B. cereus termasuk jenis bakteri Gram positif yang berbentuk batang, bergerak, dan dapat membentuk spora, bersifat anaerobik fakultatif dan tersebar secara luas dalam tanah dan air (Buckle et al., 2007). Suhu minimum untuk pertumbuhan B. cereus adalah 10oC. Sel bakteri ini sensitif terhadap pasteurisasi, namun sporanya dapat bertahan terhadap suhu tinggi. Suhu untuk pertumbuhannya berkisar antara 4-50 oC, dengan suhu optimum pertumbuhannya adalah 35-40 oC. Parameter pertumbuhan lainnya adalah bakteri ini dapat tumbuh pada pH 4,9 hingga 9,3 dengan aw minimum 0,95 serta konsentrasi NaCl adalah 10%. Spora dan sel B. cereus terdapat pada tanah serta debu, juga dapat diisolasi dari sebagian kecil makanan (Ray, 2000).

Gambar 5. Bacillus sp.

Staphylococcus aureus

Bakteri ini termasuk dalam family Microccaceae, merupakan bakteri Gram positif yang berbentuk kokus dan berpasangan tetrad atau kelompok menyerupai buah anggur, bersifat anaerobik fakultatif, tidak bergerak, dan tidak berspora (Holt et al., 1994). Bakteri ini tumbuh pada pH optimum sekitar 7,0-7,8 (Supardi dan Sukamto, 1999). Substrat yang baik untuk pertumbuhan dan produksi enterotoksin ialah substrat atau makanan yang mengandung protein seperti daging, ikan, susu dan produk olahannya.

Gambar 6. Staphylococcus aureus. Sumber: Madigan et al. (2009) Mekanisme Aktivitas Antimikroba

Aktivitas senyawa antimikroba dapat dilihat dengan adanya mekanisme penghambatan pertumbuhan bakteri patogen dan pembusuk. Mekanisme tersebut dilakukan oleh senyawa antimikroba dengan cara merusak dinding sel mikroba sehingga sel yang sedang tumbuh akan terlisis atau terurai, protein sel juga terdenaturasi dan terjadi perusakan sistem metabolisme di dalam sel dengan cara menghambat kerja enzim intraseluler (Pelczar dan Rheid, 1986).

Beberapa cara antimikroba dalam aksinya melawan mikroorganisme yaitu memberikan efek bakteriostatik, bakterisidal ataupun bakterilisis.
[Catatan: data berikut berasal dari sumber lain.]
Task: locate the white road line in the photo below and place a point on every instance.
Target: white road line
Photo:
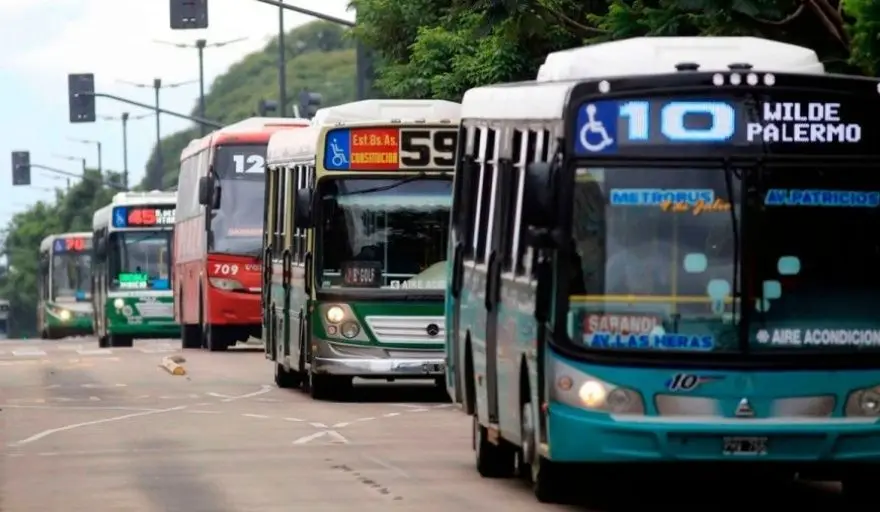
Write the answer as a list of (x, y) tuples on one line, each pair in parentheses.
[(49, 432), (264, 390), (336, 436), (94, 351), (25, 352)]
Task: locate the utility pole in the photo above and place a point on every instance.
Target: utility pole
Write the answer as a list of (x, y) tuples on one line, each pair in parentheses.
[(200, 45), (282, 65), (157, 86), (125, 118)]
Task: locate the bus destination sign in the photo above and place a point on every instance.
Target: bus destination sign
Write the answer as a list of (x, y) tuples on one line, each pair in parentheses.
[(788, 122), (390, 149), (143, 216)]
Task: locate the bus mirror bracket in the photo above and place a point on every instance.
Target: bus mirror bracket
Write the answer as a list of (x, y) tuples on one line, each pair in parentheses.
[(302, 215), (538, 194)]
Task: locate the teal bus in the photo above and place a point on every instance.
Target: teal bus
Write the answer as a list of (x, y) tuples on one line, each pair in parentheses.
[(664, 251), (64, 282)]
Sifat bakteriostatik akan menghambat pertumbuhan dan replikasi mikroorganisme, namun tidak menyebabkan kematian. Sifat bakterisidal berhubungan dengan kemampuan senyawa untuk menyebabkan kematian mikroorganisme, sedangkan sifat bakterilisis akan menyebabkan lisis sel mikroorganisme (Gonzales et al., 1994).

Bakteriosin yang dihasilkan oleh bakteri asam laktat bersifat bakterisidal terhadap sel sensitif dan dapat mengalami kematian dengan sangat cepat pada

konsentrasi rendah. Beberapa bakteriosin mempunyai sifat bakterisidal melawan beberapa strain dan spesies yang berelasi dekat tetapi beberapa dapat efektif melawan banyak strain dalam spesies dan genera yang berbeda. Namun, sel penghasil bakteriosin akan mengalami ketahanan terhadap bakteriosin yang dihasilkannya sendiri, disebabkan memperoleh ketahanan protein yang spesifik. Bakteriosin ini pada umumnya sangat efektif melawan sel dari bakteri Gram positif yang lain (Ray, 2004).
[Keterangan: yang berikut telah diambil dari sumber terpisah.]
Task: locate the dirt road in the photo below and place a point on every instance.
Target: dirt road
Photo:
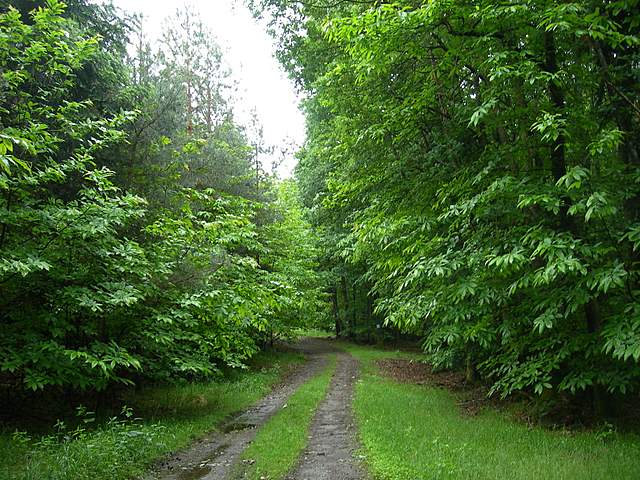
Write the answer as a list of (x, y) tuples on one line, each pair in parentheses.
[(331, 439)]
Normalnya, strain bakteri Gram positif sensitif terhadap bakteriosin dengan spektrum yang sangat bervariasi, sedangkan strain bakteri Gram negatif resisten terhadap bakteriosin. Namun, bakteri Gram negatif tersebut dapat menjadi sensitif mengikuti perusakan struktur lipopolisakarida pada permukaan sel secara fisik dan tekanan kimia. Bakteriosin asal bakteri asam laktat tidak efisien dalam menghambat bakteri Gram negatif karena membran terluarnya bersifat hidrofilik dan dapat menghalangi aksi bakteriosin (Ray, 2004). Bakteri Gram negatif memiliki sistem seleksi terhadap zat-zat asing yaitu pada lapisan lipopolisakarida (Branen, 1993).